Blair's office said the prime minister will spend Friday night in the hospital and rest over the weekend before returning to "normal duties" Monday.

Blair said his doctor assured him the heart condition was not connected to anything more serious.

"I feel fine. I feel great. What happens every so often is that you get a flutter. ... Apparently there is a procedure that is very easy to do and fixes it," he said.

Blair's condition first came to public attention a year ago when he was treated at a London hospital for a rapid, irregular heartbeat. An electric jolt was used to return his heart rhythm to normal.

On that occasion, he returned to work a day later, defying doctors' orders to take 24 hours of rest.

A month later, in November 2003, his aides were quick to play down another health scare when Blair called doctors to his official residence. His office said he was suffering from a stomach ache that passed quickly with no treatment given by the two doctors examining him.

Blair's procedure comes less than a month after his 58-year-old former colleague in the White House, Bill Clinton, underwent quadruple bypass surgery in New York.

Blair has seen his popularity slump since the Iraq war and the U.S.-led coalition's failure to find evidence supporting his prewar contention that Saddam Hussein possessed stockpiles of weapons of mass destruction.

During a speech to his party's conference Tuesday, Blair acknowledged British intelligence on the weapons threat posed by Iraq was wrong, but he pointedly refused to apologize for toppling Saddam, insisting the world was safer with him in prison.
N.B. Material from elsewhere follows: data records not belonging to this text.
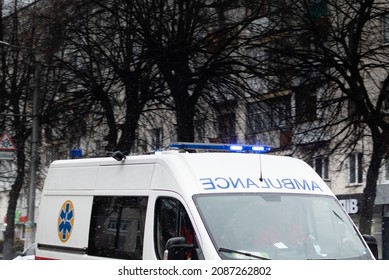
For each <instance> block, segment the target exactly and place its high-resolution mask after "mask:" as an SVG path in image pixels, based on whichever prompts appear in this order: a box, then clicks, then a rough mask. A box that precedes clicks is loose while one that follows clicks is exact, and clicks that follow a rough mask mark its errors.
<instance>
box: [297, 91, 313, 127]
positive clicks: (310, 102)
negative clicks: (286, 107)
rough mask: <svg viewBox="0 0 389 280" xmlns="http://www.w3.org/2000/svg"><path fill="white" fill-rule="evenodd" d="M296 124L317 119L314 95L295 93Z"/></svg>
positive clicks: (303, 93)
mask: <svg viewBox="0 0 389 280" xmlns="http://www.w3.org/2000/svg"><path fill="white" fill-rule="evenodd" d="M295 103H296V112H295V114H296V115H295V120H296V123H304V122H312V121H314V120H316V119H317V95H316V93H307V92H305V91H304V92H296V94H295Z"/></svg>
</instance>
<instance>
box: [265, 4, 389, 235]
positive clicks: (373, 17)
mask: <svg viewBox="0 0 389 280" xmlns="http://www.w3.org/2000/svg"><path fill="white" fill-rule="evenodd" d="M277 3H278V13H279V15H280V16H281V15H282V16H281V17H277V18H274V19H272V21H273V22H278V25H277V28H275V29H274V36H273V37H272V38H271V40H269V42H268V43H267V44H266V45H258V47H262V48H263V49H265V51H266V53H267V54H268V57H267V59H268V69H267V72H268V73H269V74H271V73H273V74H274V75H276V76H277V79H273V80H272V82H275V84H278V85H279V88H285V89H288V90H290V91H291V92H293V94H294V95H295V96H296V97H300V99H299V100H300V102H309V98H311V97H312V94H310V93H314V94H315V96H320V98H318V99H317V100H315V101H317V103H316V104H319V105H318V106H319V107H320V108H316V107H312V108H313V109H314V110H315V111H316V109H320V110H322V111H323V112H326V113H324V114H323V115H322V119H321V120H320V122H319V121H318V119H316V120H313V119H311V120H310V119H309V116H310V115H309V113H310V112H309V111H300V112H302V113H304V114H302V115H298V114H297V115H296V116H295V120H296V119H300V120H302V121H304V120H305V125H304V126H300V128H299V129H301V131H300V132H301V133H304V134H306V135H309V133H308V132H310V134H312V133H313V134H314V135H315V136H316V137H315V140H316V141H320V140H324V141H332V142H333V143H335V145H334V146H333V152H334V151H336V150H337V151H338V152H340V151H342V152H343V153H345V154H347V153H350V151H353V150H354V148H355V146H356V145H357V143H358V141H360V140H362V139H369V141H370V143H371V144H372V148H371V152H369V151H368V150H365V151H364V152H365V154H367V155H368V156H370V161H369V162H368V168H367V174H366V185H365V187H364V190H363V194H364V195H363V200H362V202H361V207H360V223H359V228H360V230H361V232H362V233H370V230H371V222H372V214H373V206H374V200H375V197H376V186H377V180H378V175H379V169H380V166H381V164H382V160H383V159H384V158H385V156H386V155H387V152H388V143H389V142H388V141H389V126H388V125H389V123H388V119H387V111H386V102H387V100H388V90H387V89H388V83H389V76H388V74H389V72H388V61H389V53H388V52H387V48H386V46H385V45H384V44H383V38H382V32H381V31H382V29H381V23H382V19H383V16H384V15H386V12H387V9H388V6H387V5H386V4H385V3H381V2H379V1H373V0H365V1H332V0H328V1H305V0H304V1H293V2H287V1H278V2H277ZM280 71H281V72H280ZM281 73H282V75H281ZM282 77H284V78H282ZM299 104H300V105H301V104H302V103H297V101H296V106H298V105H299ZM306 104H308V103H306ZM311 104H313V103H311ZM296 108H297V107H296ZM347 108H348V110H347ZM297 109H298V108H297ZM296 112H297V113H298V110H296ZM311 113H312V112H311ZM308 121H311V122H310V124H311V125H308ZM295 129H296V128H295Z"/></svg>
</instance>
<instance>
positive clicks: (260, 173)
mask: <svg viewBox="0 0 389 280" xmlns="http://www.w3.org/2000/svg"><path fill="white" fill-rule="evenodd" d="M259 181H260V182H263V177H262V155H261V154H259Z"/></svg>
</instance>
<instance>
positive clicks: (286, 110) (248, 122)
mask: <svg viewBox="0 0 389 280" xmlns="http://www.w3.org/2000/svg"><path fill="white" fill-rule="evenodd" d="M290 112H291V103H290V95H287V96H281V97H275V98H271V99H267V100H266V101H262V102H253V103H248V104H247V120H248V121H247V131H248V132H249V133H250V134H254V133H257V132H261V131H266V130H273V129H280V128H284V127H285V126H287V121H288V119H289V118H290Z"/></svg>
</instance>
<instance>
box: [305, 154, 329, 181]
mask: <svg viewBox="0 0 389 280" xmlns="http://www.w3.org/2000/svg"><path fill="white" fill-rule="evenodd" d="M328 162H329V161H328V158H327V157H319V158H315V159H313V160H311V161H310V162H309V165H311V166H312V168H313V169H315V171H316V173H317V174H319V176H320V177H321V178H322V179H323V180H328V179H329V175H328V165H329V164H328Z"/></svg>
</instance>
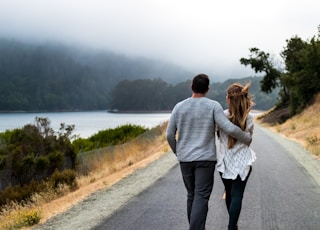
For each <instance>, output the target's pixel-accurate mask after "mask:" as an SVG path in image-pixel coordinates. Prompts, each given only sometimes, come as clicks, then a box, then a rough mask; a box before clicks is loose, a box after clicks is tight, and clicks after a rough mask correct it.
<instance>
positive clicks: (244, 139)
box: [214, 103, 252, 145]
mask: <svg viewBox="0 0 320 230" xmlns="http://www.w3.org/2000/svg"><path fill="white" fill-rule="evenodd" d="M214 119H215V122H216V124H217V125H218V127H219V128H220V129H222V130H223V131H224V132H225V133H226V134H228V135H230V136H233V137H234V138H236V139H237V140H239V141H241V142H243V143H245V144H247V145H249V144H250V143H251V140H252V139H251V135H250V132H244V131H242V130H241V129H240V128H239V127H238V126H236V125H234V124H232V122H231V121H229V119H228V118H227V117H226V116H225V114H224V112H223V109H222V106H221V105H220V104H218V103H217V105H216V109H215V111H214Z"/></svg>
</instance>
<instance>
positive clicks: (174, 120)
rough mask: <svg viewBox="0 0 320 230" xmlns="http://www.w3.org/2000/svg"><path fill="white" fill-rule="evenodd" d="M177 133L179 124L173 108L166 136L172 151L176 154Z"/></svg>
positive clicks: (166, 132) (166, 130) (176, 143)
mask: <svg viewBox="0 0 320 230" xmlns="http://www.w3.org/2000/svg"><path fill="white" fill-rule="evenodd" d="M176 133H177V125H176V121H175V117H174V110H173V111H172V114H171V117H170V120H169V124H168V127H167V130H166V138H167V142H168V144H169V146H170V148H171V150H172V152H173V153H175V154H176V145H177V139H176Z"/></svg>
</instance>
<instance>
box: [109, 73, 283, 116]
mask: <svg viewBox="0 0 320 230" xmlns="http://www.w3.org/2000/svg"><path fill="white" fill-rule="evenodd" d="M261 80H262V77H247V78H242V79H229V80H227V81H225V82H222V83H212V84H211V85H210V90H209V92H208V94H207V97H209V98H211V99H214V100H217V101H219V102H220V103H221V104H222V106H223V107H224V108H227V104H226V98H225V97H226V89H227V88H228V86H229V85H231V84H232V83H235V82H239V83H241V84H246V83H248V82H251V88H250V92H251V94H253V95H254V97H255V106H254V109H259V110H268V109H270V108H272V107H273V106H274V105H275V103H276V101H277V94H278V92H277V91H276V90H275V91H274V92H272V93H270V94H266V93H263V92H261V90H260V81H261ZM190 85H191V80H188V81H185V82H181V83H178V84H176V85H169V84H168V83H166V82H164V81H162V80H161V79H154V80H150V79H138V80H133V81H129V80H124V81H121V82H119V83H118V85H117V86H116V87H115V88H114V89H113V91H112V94H111V104H110V107H111V109H112V110H115V111H161V110H171V109H172V108H173V106H174V105H175V104H176V103H177V102H178V101H181V100H183V99H185V98H187V97H190V96H191V88H190Z"/></svg>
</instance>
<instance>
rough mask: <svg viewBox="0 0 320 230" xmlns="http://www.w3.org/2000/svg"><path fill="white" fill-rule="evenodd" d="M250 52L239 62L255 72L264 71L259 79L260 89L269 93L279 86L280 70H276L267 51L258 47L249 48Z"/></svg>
mask: <svg viewBox="0 0 320 230" xmlns="http://www.w3.org/2000/svg"><path fill="white" fill-rule="evenodd" d="M249 50H250V52H251V54H250V55H249V58H248V59H247V58H241V59H240V63H241V64H243V65H245V66H247V65H250V66H251V68H252V69H253V70H254V71H255V72H256V73H261V72H264V73H265V76H264V78H263V79H262V81H261V85H260V86H261V90H262V91H263V92H266V93H271V92H272V90H274V89H275V88H276V87H278V86H279V81H280V75H281V72H280V71H279V70H277V69H276V68H275V67H274V65H273V63H272V60H271V58H270V54H269V53H265V52H263V51H260V50H259V49H258V48H250V49H249Z"/></svg>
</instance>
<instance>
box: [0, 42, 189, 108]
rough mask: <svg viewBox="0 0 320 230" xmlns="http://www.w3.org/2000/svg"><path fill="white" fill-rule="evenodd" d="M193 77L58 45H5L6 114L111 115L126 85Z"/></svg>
mask: <svg viewBox="0 0 320 230" xmlns="http://www.w3.org/2000/svg"><path fill="white" fill-rule="evenodd" d="M189 76H192V74H190V73H188V72H186V71H184V70H183V69H181V68H179V67H177V66H174V65H170V64H168V63H164V62H159V61H154V60H148V59H143V58H139V59H138V58H137V59H133V58H129V57H125V56H121V55H116V54H113V53H108V52H100V51H99V52H98V51H93V50H89V49H87V50H84V49H82V50H81V49H79V48H71V47H66V46H63V45H57V44H47V45H34V44H24V43H21V42H17V41H11V40H10V41H9V40H0V81H1V84H0V111H17V110H18V111H19V110H23V111H40V110H46V111H54V110H96V109H106V108H107V107H108V104H109V101H110V91H111V89H112V88H113V87H114V86H115V85H116V84H117V82H119V81H121V80H124V79H130V80H133V79H137V78H149V79H152V78H161V79H164V80H166V81H167V80H168V81H169V80H171V82H179V81H181V80H185V79H187V78H189Z"/></svg>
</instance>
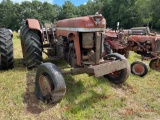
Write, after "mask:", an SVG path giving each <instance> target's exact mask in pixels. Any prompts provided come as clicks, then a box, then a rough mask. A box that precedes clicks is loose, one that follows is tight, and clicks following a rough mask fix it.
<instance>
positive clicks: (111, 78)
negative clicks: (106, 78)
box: [104, 53, 130, 84]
But the usually bullish and defiant prime minister was contrite.

"I'm like any other human being, as fallible and as capable of being wrong," he said, insisting that he went to war to protect Britain's security.

A spokeswoman for the prime minister also confirmed Friday that the Blairs had bought a house in London's exclusive Connaught Square, paying $6.5 million for the property. They purchased it "for their future," and none of the Blair family planned to move in immediately, she said.